When Massa Murray did next visit his fields, George Johnson made strong efforts, hollering, cursing, even threatening everyone in the field, from Virgil down. “Well, how they doing?” asked Massa Murray. “Pretty fair for niggers been on their own,” George Johnson drawled, “but I ’speck another week or two ought to git’em shaped up awright.”

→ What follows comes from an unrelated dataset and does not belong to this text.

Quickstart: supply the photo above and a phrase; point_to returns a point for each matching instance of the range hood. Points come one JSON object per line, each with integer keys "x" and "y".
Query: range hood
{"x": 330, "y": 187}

The family rocked with laughter that night, imitating George Johnson, along with Massa Murray’s evident pleasure. Afterward when the mirth had waned, George Johnson quietly told them how it had been to be dirt-poor for all of his earlier life, even before his family had been routed with their fields ruined by the war, until he had sought some new, better life. “He ’bout de only white man we ever gwine meet dat’s jes’ plain honest ’bout hisself,” Virgil expressed their collective appraisal.